Nur wenige Bundesländer fordern aus Steuergeld Investitionen in die ambulanten Pflege. Doch die, die es wie NRW tun, geben längst nicht genug Geld, klagen die Träger. Martina Pollert und Christian Westermann von der Ruhrgebietskonferenz Pflege erläutern in ihrem Gastbeitrag für epd sozial, zu welchen Problemen das führt. Sie beklagen einen massiven Investitionsstau, der systembedingt sei.

Nordrhein-Westfalen zählt zu den wenigen Bundesländern, in denen es für ambulante Dienste eine Förderung für Investitionen in der ambulanten Pflege gibt. Doch das ist für die betroffenen Dienste im Land Segen und Fluch zugleich. Nicht selten ist zwar zu hören, dass die Pflegedienste doch froh sein könnten, „überhaupt etwas Geld zu bekommen“. Doch was ist, wenn dieses Etwas nicht ausreicht und die Dienste eben keine weitere Möglichkeit haben, um die Lücke zur Refinanzierung ihrer Investitionskosten zu schließen? Zu den Folgen dieses Problems später mehr.

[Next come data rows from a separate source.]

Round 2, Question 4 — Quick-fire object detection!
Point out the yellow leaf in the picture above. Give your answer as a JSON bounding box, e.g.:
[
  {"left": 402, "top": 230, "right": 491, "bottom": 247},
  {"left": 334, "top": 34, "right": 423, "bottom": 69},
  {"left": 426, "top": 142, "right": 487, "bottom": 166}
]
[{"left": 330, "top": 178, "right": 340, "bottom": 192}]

Diese Investitionskostenförderung ist pauschaliert und seit ihrer Einführung vor fast 30 Jahren auf 2,15 Euro pro Leistungsstunde festgelegt. Grundlage für deren Berechnung sind die zu Lasten der Pflegekassen beziehungsweise Beihilfestellen abgerechneten Leistungen des jeweiligen Vorjahres. Diese Pauschale ist noch nie angepasst worden. Inzwischen sind die Preise jedoch um 70 Prozent gestiegen. Eine Förderung, die diese Preissteigerung adäquat abbilden würde, müsste demnach heute bei knapp 3,70 pro Leistungsstunde liegen.

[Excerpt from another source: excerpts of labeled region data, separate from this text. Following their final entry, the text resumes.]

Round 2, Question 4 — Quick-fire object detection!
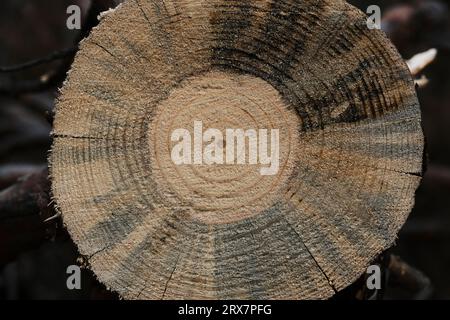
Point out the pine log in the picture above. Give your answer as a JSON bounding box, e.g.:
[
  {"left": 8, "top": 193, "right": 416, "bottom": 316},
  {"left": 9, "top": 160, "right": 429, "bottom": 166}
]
[{"left": 50, "top": 0, "right": 424, "bottom": 299}]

„Dringender Handlungsbedarf“

Für die ambulanten Dienste besteht längst ein dringender Handlungsbedarf, wenn ein systembedingter Investitionsstau verhindert werden soll. Die Kostensteigerungen für Mieten, Fahrzeuge und nicht zuletzt die Anschaffungskosten für die allseits geforderte Digitalisierung werden nicht in ausreichender Höhe finanziert.

Ein Beispiel aus der betrieblichen Praxis macht diese Lücke greifbar. Anfang des Jahrhunderts hat ein Opel Corsa noch 15.000 DM gekostet. Heute schlägt die Anschaffung eines aktuellen Modells vergleichbarer Typenklasse mit mehr als 20.000 Euro zu Buche. Hinzu kommt, dass kleine Fahrzeuge kaum noch angeboten werden, was zusätzlich höhere Anschaffungskosten für sogenannte Kleinwagen bedeutet.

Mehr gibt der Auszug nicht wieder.